Typical. Unfortunately, the plaintiffs failed to cite to any particular portion of Dr. Parisian’s testimony. Also typical. Dr.
Parisian’s expert testimony is often an exercise in saying everything and nothing simultaneously.
Even assuming that Dr. Parisian actually said something concrete and specific (besides the usual litany that the company did not follow Quality Systems, did not tell the FDA and doctors everything, and promoted the product with a tad too much vigor) the plaintiffs did not manage to allege that the defendant “failed to manufacture the drugs in accordance with the terms of the FDA approval, or that the labels on the drugs varied in any material way from the labels approved by the FDA.” Id. at * 11. Rather, the plaintiffs’ allegations focus on the defendant’s “conduct prior to obtaining FDA approval, and on its failure to comply with post-marketing requirements. Such allegations are akin to claims of ‘fraud-on-the-FDA,’ and would be impliedly preempted.” Id.

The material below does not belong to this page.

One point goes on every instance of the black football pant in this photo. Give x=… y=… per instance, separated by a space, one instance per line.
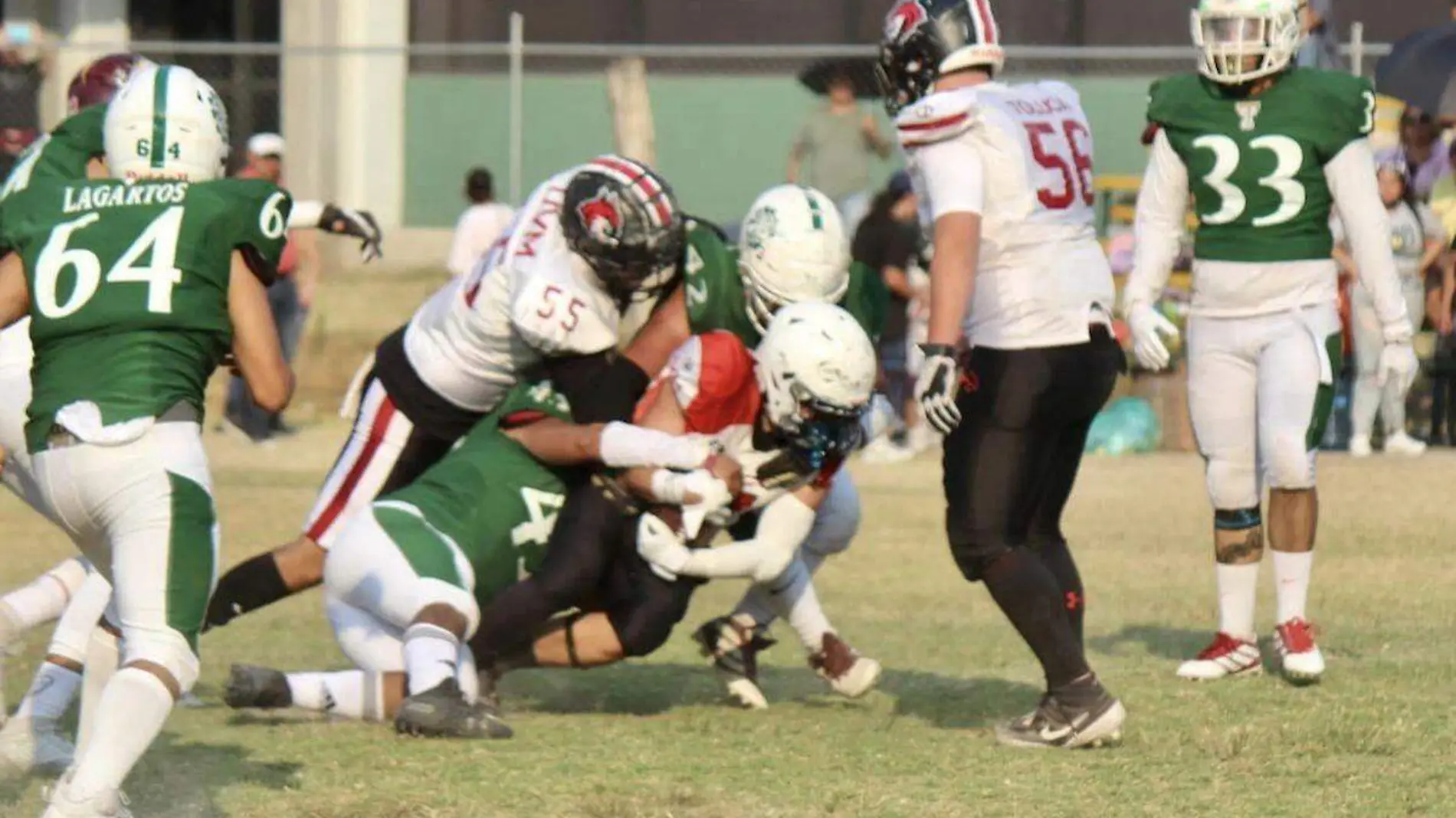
x=1009 y=469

But just in case it really did matter whether New Jersey or Ohio law applied, the plaintiffs lost there, too. The alleged corporate misconduct giving rise to the claims for punitive damages occurred in New Jersey, where the company had its principal place of business. It is there that the company “allegedly failed to conduct adequate clinical trials, failed to disclose material information the FDA, and made decisions about the warnings that would be placed on the drug labels.” Id. at *14. The court held that when “a plaintiff seeks punitive damages against a manufacturer in a products liability case based on a ‘failure to warn’ theory, the focus, for purposes of choice-of-law analysis, needs to be on the place where the
defendant’s alleged corporate misconduct occurred.” Id. at *18-19. That rule makes sense on policy grounds, inasmuch as the company had a “justified expectation” that New Jersey law would govern the question of whether punitive damages are warranted for its conduct within that state, and application of New Jersey law to the issue of punitive damages would promote certainty, predictability, and uniformity of result. Id. at *20. As alluded to above, that uniformity can sometimes have troublesome consequences – but not here.
Yay for New Jersey. Several of the scriveners on this blog grew up in New Jersey. The place gets a bum rap. But any place that was the home of Frank Sinatra, Bruce Springsteen, Chelsea Handler, Stephen Crane, David Chase, Patti Smith, Grover Cleveland, the Football Giants, the world’s best tomatoes, and a statute that puts the kibosh on punies has plenty of cause for pride.